Among our 25,000 managers we need some 500 truly global managers
with global business responsibilities. One key route toward creating
this group is to transfer promising young mangers to other countries.
Another is trainee programs where part of the training is assignment
to another country."
Rahul Bajaj, Bajaj Auto Ltd (with James J. Schiro): "To support"
the internationalization of companies like Bajaj -- one of India's
leading producers of scooters and related products -- "greater
numbers of emerging markets executives are currently being educated
in top international business schools and training in worldclass
organizations."
Minoru Murofushi, Itochu Corporation (with Hideki Kurashige):
In overseeng a Japanese trading company with $130 billion in annual
sales, we "have already begun to transform ourselves" into "a
globally integrated business developer.... We will gather 'best
practices' from both the west and the east of global management
and leadership."
Melvin R. Goodes, Warner-Lambert Co. (with G. William Dauphinais):
With 60 percent of its revenues from outside it home market, this
U.S. pharmaceutical firm uses 360-degree feedback evaluations
worldwide to foster "changes in its culture worldwide" and to
keep "people focused in a company where the diversity of businesses
and product lines and the company's global reach makes focus a
vital and constant challenge."
Source: Price Waterhouse, Lessons from the CEO (tentative title), publication expected in fall, 1997.

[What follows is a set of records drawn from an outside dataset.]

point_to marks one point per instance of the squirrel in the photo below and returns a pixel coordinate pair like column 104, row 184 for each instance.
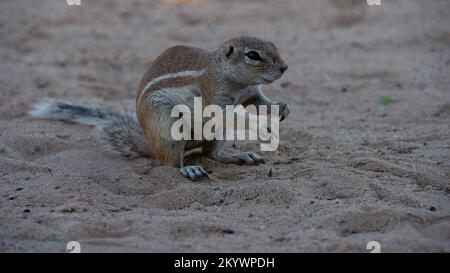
column 231, row 75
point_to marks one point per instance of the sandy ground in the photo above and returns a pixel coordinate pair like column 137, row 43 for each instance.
column 348, row 170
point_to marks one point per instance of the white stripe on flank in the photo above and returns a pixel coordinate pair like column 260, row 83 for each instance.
column 189, row 73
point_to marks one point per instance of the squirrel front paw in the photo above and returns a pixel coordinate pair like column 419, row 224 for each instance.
column 193, row 172
column 284, row 110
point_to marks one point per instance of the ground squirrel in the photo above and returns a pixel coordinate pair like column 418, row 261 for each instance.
column 231, row 75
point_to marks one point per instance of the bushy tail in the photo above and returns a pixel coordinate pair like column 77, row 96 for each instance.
column 119, row 132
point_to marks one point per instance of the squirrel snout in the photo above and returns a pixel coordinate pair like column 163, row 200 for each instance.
column 283, row 68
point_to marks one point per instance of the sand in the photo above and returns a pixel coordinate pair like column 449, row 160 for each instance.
column 349, row 169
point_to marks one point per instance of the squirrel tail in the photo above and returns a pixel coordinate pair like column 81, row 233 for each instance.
column 119, row 132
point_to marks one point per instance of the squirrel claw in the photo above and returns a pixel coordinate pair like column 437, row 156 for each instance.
column 193, row 172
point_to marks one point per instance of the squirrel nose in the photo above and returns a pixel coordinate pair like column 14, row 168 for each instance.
column 283, row 68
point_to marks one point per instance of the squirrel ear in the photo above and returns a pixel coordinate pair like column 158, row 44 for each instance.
column 230, row 51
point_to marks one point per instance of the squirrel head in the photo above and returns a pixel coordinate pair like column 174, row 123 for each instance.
column 251, row 61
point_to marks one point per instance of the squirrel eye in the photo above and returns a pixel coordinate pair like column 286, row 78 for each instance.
column 253, row 55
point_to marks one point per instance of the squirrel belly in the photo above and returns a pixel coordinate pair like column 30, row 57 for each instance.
column 230, row 75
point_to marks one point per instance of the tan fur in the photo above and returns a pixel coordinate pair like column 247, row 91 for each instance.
column 223, row 78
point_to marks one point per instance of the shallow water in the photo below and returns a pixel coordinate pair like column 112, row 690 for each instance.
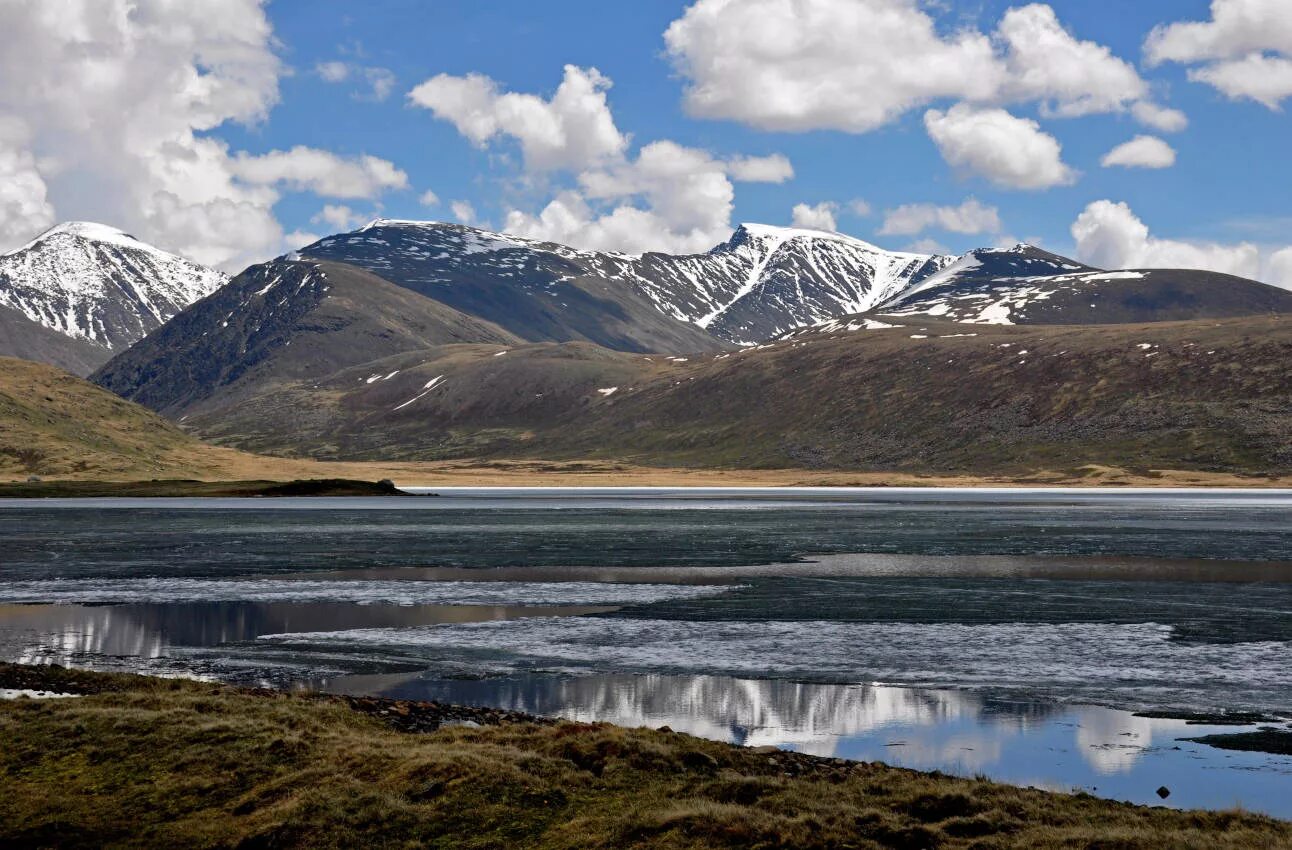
column 1020, row 624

Leading by Managing People
Wharton Executive Education is offering an open-enrollment program
in "Managing People: Effectiveness Through Individual and Group
Dynamics" on March 23-26 and November 23-26, 1997
Information:execed@wharton.upenn.edu and http://www.wharton.upenn.edu/execed

The "lightning mobility of capital flows around the world" creates
"permanent pressure for high returns on capital.... Financial
capitalism today is overtaking manufacturing capitalism. If this
trend is not kept under check by strong, farsighted corporate
leadership, which balances the short term interests of shareholders
with the long-term interests of the company, it is bound to exacerbate
resentment, social tensions and labor strife."
-- Klaus Schwab, founder and President of the World Economic Forum,
and Claude Smadja, its Managing Director, International Herald Tribune, January 31, 1997.